Eu sou uma pessoa que incha, que incha muito. E acordo de manhã com bolsas embaixo do meus olhos, e elas estão ali pela quantidade de sal no meu corpo, pelo meu descuido, pelo meu exagero. Acordo com um peso na minha cabeça, uma certa tontura que me pende a cabeça para um lado, e depois para outro, e em segudida para frente, é quando eu me dou conta que me pesa é meu tumor na hipófise, e daí ele pende pra trás. Eu acordo pela manhã e estalo meus dedos no ar, causando um câncer bastante avantajdo nas minhas articulações (dizem que o investimento na artrite é descontado no INSS no Brasil)... E, sem dúvida, o céu da minha boca está retraído até quase sua metade, deixando à mostra a raiz dos meus dentes da arcada superior porque tomo chimarrão escaldante desde os 16 anos de idade e como comida muito apimentada desde os 5 (a pimenta salva ou aniquila, alguém me explica?). E eu vou à academia, e levanto 5 kg no bíceps e 30 na flexão de joelhos, mas eu não sei se posso viver mais do que a bunita sarada e bronzeada aqui do lado, eu posso? Se eu não puder, posso pedir pra morrer agora? Já, imediatamente, posso? Porque senão eu vou ficar enchendo o saco, dando no cu, chupando pau... Ahhh, tá. É só eu comer cheddar o bastante pra eu entupir o intestino. Vou pro McDonald's! BeijoMeEsquece!

Labirinto

Não, o nariz não é de palhaço.

Não, a câmera não é do Big Brother.

Não, o corpo não é previsível.

Não imaginas que artimanhas ela lança mão pra dizer-se feliz!

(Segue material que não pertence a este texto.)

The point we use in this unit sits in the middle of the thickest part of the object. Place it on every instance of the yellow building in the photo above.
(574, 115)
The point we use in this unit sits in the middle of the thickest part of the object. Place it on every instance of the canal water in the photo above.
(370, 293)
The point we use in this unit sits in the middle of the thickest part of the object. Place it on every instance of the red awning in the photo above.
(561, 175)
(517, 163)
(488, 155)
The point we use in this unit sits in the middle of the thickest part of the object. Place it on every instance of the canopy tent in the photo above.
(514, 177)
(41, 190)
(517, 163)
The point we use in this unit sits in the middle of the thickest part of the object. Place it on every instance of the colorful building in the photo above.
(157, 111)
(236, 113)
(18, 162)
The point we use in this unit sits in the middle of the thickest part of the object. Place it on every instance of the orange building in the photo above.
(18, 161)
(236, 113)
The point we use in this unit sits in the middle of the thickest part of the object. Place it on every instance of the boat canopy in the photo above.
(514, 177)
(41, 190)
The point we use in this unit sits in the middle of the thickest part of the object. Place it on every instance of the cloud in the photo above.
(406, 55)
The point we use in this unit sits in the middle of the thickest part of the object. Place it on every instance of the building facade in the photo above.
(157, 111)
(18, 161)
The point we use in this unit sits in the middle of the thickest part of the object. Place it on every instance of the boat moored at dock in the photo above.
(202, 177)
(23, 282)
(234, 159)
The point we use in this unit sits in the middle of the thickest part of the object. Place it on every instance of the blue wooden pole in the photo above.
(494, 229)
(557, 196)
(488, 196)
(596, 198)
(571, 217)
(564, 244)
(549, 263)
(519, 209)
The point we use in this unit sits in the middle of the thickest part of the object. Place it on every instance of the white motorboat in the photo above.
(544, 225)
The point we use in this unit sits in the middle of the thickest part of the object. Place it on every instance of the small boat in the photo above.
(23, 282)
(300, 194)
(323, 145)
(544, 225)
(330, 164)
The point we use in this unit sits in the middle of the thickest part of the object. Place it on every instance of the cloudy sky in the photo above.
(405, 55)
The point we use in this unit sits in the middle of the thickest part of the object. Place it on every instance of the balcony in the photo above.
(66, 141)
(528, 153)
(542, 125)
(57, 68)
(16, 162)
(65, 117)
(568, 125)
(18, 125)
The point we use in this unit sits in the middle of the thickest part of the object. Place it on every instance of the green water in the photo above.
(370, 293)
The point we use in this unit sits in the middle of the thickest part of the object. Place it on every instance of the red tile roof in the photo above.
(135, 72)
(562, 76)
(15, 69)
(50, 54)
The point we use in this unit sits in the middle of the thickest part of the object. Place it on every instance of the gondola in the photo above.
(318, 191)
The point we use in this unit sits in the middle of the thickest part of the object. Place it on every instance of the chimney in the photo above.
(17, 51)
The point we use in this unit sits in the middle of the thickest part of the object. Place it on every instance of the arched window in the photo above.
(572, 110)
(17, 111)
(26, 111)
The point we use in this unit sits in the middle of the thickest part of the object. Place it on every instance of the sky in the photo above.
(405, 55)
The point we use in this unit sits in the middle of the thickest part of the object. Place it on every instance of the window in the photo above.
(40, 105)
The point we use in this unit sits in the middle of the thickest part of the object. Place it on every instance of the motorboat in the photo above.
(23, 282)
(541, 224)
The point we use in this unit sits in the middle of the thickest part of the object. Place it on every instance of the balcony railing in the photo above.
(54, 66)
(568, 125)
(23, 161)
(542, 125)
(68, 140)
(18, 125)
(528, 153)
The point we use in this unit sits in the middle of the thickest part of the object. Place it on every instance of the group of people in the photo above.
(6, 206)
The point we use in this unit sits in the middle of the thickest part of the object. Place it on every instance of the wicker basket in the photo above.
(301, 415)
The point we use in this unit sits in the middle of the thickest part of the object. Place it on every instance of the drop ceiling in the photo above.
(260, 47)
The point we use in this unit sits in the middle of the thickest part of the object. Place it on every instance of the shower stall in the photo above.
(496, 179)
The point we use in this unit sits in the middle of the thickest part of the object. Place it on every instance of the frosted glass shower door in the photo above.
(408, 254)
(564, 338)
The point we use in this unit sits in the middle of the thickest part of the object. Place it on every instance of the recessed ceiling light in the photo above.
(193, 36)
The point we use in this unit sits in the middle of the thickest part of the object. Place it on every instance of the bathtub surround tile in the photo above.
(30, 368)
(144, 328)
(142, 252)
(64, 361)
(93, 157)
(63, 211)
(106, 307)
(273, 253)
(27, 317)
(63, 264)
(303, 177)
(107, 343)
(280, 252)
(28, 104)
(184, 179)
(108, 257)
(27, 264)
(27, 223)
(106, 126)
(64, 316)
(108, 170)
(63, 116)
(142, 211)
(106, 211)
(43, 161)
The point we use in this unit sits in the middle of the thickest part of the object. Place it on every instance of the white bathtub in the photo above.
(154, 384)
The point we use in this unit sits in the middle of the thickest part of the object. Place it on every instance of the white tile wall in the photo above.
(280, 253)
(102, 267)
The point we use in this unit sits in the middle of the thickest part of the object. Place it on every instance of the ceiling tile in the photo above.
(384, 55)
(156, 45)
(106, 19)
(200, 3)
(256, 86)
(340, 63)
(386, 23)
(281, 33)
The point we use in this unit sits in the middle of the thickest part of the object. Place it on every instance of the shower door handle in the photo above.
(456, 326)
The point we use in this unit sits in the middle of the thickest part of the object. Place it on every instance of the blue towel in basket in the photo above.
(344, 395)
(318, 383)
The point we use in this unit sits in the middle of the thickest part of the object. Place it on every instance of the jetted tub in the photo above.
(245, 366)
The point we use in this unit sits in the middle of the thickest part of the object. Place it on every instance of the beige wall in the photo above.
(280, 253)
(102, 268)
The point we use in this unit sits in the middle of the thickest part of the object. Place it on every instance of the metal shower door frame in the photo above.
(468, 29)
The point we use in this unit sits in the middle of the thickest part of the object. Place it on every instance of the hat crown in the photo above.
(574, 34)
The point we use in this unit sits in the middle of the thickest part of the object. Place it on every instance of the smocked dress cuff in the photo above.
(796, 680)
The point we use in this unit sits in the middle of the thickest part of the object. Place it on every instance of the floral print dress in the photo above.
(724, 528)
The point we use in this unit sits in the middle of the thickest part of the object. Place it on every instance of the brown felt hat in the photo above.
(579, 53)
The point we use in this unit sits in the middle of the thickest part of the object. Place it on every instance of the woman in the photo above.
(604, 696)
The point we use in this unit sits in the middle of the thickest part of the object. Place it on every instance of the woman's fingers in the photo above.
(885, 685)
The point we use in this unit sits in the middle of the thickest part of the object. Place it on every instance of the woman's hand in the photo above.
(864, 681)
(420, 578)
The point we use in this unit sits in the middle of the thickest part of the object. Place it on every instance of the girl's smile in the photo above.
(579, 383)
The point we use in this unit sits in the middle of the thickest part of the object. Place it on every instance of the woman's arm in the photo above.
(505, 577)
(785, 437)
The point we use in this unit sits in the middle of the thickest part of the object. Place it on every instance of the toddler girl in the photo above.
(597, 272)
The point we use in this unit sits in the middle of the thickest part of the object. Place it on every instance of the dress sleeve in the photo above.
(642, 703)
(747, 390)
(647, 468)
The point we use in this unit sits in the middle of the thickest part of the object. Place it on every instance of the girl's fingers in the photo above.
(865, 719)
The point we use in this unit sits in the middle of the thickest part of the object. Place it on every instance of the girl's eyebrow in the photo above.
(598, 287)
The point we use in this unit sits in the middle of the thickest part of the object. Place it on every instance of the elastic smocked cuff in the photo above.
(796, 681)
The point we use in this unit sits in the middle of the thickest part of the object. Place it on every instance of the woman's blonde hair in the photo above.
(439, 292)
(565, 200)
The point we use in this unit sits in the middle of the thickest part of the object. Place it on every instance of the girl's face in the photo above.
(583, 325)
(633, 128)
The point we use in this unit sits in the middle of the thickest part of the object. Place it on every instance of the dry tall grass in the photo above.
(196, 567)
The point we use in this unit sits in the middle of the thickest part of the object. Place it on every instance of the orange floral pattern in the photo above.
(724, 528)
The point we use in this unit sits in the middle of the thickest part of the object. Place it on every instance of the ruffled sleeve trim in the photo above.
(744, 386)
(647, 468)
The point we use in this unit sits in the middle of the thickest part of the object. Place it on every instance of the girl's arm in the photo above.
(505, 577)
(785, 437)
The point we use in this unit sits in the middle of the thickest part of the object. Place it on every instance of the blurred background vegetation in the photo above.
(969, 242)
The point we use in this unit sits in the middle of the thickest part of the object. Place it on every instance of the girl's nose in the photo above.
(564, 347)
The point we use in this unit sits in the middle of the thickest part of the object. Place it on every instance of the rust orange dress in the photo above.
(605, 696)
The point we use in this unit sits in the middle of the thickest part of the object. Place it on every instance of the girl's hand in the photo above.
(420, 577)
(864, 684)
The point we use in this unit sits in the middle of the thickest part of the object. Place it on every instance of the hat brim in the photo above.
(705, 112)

O excesso e o vômito lhe são estranhos, mas a graça e a comunicabilidade lhe são simpáticas.

Não, ela não bebes tanto quanto imaginas.

Mas ela se apruma tanto quanto ela gosta.

Um rompante

O que fazemos do beijo? E se o beijo surge, rompendo os lábios, se impondo às duas (ou três ou quatro, ele não lembrava) bocas sem que elas planejassem ser tocadas?

Pra ele, aquilo foi um momento, um acontecimento: dependeu de acomodações para ser levado a efeito, mas demorou muito mais tempo para ser compreendido do que levou para ser executado. Um beijo, dois beijos, três beijos... E numa tentativa de compartimentalizar o toque dos lábios e o roçar das línguas, já não pôde dizer onde começava seu corpo e onde as fronteiras do outro se chocava com as do próximo. Sofreu com seu fracasso classificatório: culpou-se por ser promíscuo, por ser fácil, por ser bêbado: beijar a boca de outros homens só não era pior porque da culpa de ser homem ele não sofria – nem nenhum outro.

Mas depois de passada a dor de cabeça pela desidratação, depois de vomitar o almoço e janta que não tivera, depois de jurar que o destilado mexicano não faria mais parte de seu cardápio, ele voltou a assumir pra si a responsabilidade primeira – eu diria última – pelos beijos dados e pelos beijos não dados. Isso porque um beijo dado nunca corresponde, em volume e em intensidade, ao beijo não dado. O beijo não dado sempre é mais longo, sempre é mais molhado e sempre tem a língua mais macia e furiosa.

O beijo que não se deram prometeu as palavras que se calaram nos beijos dados.